Wednesday, June 17, 2009

HORSE & BUGGY DAYS


The time is 1908. The place is at Rule Creek, just east of Las Animas, Colorado. The child is my father, Scott Walter Dobbins Jr., the second child of Scott and Susan Maud McConnell Dobbins. Called “Buzz,” a nickname given to him by his sister Dorothy, he was born in July of that year.

I began genealogy research in 1984 and I was fortunate that both my father and his older sister were still living. I knew they had both been born in Bent County, Colorado, but I sure didn’t know much about their early life. Because I lived fairly close to my father in 1984 he and I spent lots of time talking about his growing up. But I also wrote lots of letters to my Aunt Dorothy, who still lived in Colorado, asking so many questions that I’m sure I drove her nuts. She was four years older than my father, so I knew she held the key to many things that he just vaguely remembered.

Within a short period of time – maybe 6 months after I started “bugging” her – she informed me that all my questions made her decide to write down the story of her life. I’d get a copy, she said, as soon as she finished the first part, which was to be from her birth to her leaving home for nurse's training. I had a hard time waiting, but sooner than I expected her story showed up in the mail.

She told of my grandparents meeting in Colorado Springs at a band concert. She told how Grandma was a city girl and how difficult it was for her to learn to live on a ranch out in the dry land farming area of eastern Colorado. She told how they raised turkeys on the ranch and grew wonderful melons that my grandfather intended to show at the county fair – that is until the goat got into the garden and took a bite out of each one of them.
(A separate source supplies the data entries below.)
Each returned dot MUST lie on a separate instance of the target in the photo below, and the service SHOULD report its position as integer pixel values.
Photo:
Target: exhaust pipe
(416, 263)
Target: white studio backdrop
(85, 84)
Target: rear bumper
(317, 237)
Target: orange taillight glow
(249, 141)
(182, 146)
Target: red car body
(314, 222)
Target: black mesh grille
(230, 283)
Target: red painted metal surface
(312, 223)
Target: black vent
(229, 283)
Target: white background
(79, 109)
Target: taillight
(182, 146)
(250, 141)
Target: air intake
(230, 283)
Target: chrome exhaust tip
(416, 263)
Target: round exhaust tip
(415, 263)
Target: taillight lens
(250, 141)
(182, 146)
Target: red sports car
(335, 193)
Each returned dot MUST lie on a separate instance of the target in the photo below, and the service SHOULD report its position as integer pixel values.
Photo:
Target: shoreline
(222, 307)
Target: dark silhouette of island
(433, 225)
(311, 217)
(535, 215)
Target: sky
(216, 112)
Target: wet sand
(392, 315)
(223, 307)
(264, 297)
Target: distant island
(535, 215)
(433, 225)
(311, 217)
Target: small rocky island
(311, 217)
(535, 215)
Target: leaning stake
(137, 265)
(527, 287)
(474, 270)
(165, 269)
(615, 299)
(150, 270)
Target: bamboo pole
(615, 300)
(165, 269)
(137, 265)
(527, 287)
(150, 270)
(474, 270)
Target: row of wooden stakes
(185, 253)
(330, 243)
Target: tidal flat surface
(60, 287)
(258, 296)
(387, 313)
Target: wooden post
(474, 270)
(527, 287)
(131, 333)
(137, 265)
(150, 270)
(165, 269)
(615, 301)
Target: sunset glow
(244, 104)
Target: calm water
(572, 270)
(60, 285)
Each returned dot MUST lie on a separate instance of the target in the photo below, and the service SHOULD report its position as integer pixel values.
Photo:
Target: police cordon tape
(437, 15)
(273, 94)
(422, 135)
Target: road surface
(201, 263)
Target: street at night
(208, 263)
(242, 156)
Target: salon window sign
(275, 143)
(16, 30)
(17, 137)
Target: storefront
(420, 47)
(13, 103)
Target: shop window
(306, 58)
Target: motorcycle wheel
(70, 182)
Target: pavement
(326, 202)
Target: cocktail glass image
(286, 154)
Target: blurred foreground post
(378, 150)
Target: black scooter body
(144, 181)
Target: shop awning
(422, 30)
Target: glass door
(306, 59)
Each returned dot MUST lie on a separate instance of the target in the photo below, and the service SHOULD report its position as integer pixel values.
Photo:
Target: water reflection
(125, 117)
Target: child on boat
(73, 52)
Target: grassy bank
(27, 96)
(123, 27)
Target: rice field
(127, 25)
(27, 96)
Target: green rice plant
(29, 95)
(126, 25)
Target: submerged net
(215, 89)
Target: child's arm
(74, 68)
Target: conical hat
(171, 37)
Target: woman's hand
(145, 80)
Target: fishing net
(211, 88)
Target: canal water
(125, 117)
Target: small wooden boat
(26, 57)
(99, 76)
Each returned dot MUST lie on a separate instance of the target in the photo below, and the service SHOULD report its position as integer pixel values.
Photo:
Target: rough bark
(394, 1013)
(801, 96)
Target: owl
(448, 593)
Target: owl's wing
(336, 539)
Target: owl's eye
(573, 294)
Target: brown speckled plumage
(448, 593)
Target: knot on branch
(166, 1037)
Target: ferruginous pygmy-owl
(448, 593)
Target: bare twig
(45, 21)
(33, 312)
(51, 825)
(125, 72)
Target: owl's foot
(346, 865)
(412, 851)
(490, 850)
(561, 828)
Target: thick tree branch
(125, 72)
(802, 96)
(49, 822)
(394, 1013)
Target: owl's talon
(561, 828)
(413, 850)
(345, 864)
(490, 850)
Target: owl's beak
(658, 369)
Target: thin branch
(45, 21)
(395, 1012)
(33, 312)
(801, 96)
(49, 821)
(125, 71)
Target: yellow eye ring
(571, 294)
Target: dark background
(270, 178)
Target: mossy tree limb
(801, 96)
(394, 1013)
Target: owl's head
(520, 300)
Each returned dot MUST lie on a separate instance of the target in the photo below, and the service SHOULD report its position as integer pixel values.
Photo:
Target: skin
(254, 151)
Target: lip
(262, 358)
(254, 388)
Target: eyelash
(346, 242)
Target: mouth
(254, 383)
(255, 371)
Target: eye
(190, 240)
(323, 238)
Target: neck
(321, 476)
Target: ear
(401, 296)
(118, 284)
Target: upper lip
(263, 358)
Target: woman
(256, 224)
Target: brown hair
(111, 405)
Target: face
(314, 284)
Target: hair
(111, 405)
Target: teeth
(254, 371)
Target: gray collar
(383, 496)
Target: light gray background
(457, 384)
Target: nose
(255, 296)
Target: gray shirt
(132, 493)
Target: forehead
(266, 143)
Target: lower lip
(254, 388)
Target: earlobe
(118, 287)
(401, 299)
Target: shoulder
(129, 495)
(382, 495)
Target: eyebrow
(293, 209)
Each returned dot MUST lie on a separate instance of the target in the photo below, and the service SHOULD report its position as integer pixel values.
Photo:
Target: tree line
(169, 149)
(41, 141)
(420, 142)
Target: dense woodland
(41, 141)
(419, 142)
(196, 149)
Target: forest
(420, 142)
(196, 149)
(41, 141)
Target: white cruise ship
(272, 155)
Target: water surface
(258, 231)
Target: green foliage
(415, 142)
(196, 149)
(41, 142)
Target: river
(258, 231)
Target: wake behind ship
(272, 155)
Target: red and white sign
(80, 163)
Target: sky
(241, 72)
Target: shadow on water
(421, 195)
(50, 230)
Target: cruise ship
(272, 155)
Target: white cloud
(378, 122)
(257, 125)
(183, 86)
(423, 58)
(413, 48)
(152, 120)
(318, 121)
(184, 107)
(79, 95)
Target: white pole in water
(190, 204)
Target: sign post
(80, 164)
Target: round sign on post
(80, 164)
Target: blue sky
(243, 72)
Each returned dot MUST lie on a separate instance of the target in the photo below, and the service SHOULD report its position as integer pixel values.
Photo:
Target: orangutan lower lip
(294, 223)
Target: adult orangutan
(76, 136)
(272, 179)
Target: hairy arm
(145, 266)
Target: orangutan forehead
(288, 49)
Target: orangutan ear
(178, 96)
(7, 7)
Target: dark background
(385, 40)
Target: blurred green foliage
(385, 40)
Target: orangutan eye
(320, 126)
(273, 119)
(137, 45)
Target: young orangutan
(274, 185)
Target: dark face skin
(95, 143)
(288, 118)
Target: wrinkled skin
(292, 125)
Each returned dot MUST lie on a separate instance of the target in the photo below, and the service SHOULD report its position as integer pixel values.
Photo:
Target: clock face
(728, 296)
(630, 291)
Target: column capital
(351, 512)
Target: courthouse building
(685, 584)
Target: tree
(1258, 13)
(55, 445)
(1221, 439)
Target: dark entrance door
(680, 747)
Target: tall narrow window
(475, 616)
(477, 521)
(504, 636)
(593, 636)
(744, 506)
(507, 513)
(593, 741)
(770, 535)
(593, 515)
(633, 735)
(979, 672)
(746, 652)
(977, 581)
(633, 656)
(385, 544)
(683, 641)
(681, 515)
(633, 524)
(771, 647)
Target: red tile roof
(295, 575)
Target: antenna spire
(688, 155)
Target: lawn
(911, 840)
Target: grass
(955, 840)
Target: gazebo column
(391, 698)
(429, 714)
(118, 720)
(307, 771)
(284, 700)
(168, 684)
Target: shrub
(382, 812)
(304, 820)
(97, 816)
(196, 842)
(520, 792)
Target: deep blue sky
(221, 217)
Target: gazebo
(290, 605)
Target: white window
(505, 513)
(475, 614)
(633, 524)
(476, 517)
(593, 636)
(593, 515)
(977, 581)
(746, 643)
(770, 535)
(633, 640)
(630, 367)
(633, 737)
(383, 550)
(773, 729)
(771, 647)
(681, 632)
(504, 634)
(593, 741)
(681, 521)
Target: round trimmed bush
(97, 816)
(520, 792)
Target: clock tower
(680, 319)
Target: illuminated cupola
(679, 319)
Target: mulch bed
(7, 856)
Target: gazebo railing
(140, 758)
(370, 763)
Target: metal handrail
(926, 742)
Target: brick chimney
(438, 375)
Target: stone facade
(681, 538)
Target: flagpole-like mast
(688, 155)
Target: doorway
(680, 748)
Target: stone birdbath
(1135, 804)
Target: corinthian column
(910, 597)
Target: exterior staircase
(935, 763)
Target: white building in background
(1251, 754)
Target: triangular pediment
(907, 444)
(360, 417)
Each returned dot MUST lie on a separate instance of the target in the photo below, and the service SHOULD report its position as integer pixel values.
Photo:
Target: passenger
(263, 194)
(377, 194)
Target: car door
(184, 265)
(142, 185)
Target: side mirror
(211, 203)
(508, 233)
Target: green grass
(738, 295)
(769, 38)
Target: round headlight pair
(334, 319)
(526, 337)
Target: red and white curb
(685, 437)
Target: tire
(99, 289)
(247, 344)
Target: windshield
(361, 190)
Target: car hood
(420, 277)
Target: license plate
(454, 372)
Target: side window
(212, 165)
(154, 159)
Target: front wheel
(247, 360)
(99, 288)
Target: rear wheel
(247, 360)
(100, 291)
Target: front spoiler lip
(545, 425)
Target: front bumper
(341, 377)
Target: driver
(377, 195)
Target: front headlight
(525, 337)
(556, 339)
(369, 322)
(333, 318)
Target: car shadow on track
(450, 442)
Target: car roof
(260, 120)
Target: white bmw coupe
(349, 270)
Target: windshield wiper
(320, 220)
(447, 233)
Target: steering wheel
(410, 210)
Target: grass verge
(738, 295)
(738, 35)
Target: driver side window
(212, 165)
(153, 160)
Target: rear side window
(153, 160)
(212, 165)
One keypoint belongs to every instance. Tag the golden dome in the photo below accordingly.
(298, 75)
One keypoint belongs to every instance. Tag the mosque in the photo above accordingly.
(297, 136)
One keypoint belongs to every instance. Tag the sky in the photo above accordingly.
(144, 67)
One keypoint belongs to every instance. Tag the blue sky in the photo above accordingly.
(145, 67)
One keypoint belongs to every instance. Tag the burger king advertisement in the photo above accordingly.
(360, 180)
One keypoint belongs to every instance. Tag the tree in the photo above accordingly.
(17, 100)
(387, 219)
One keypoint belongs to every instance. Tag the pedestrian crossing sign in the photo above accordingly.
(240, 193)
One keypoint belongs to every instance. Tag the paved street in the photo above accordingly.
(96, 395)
Shortly before my dad was born, the family sold the ranch and moved to town.

In her story Aunt Dorothy told me that quite often the family would take horse and buggy rides out into the countryside near Rule Creek, where the ranch that my great-grandpa had homesteaded had been.

The photograph above is one that I came upon by accident not too long ago, tucked between some blank pages of an old family album. The handwriting belongs to my Grandma Dobbins. As best as I could, I cleaned the photo up a little bit. Not many family pictures of the Las Animas years exist and the few that do are in pretty poor shape. I’m so pleased that this one has survived.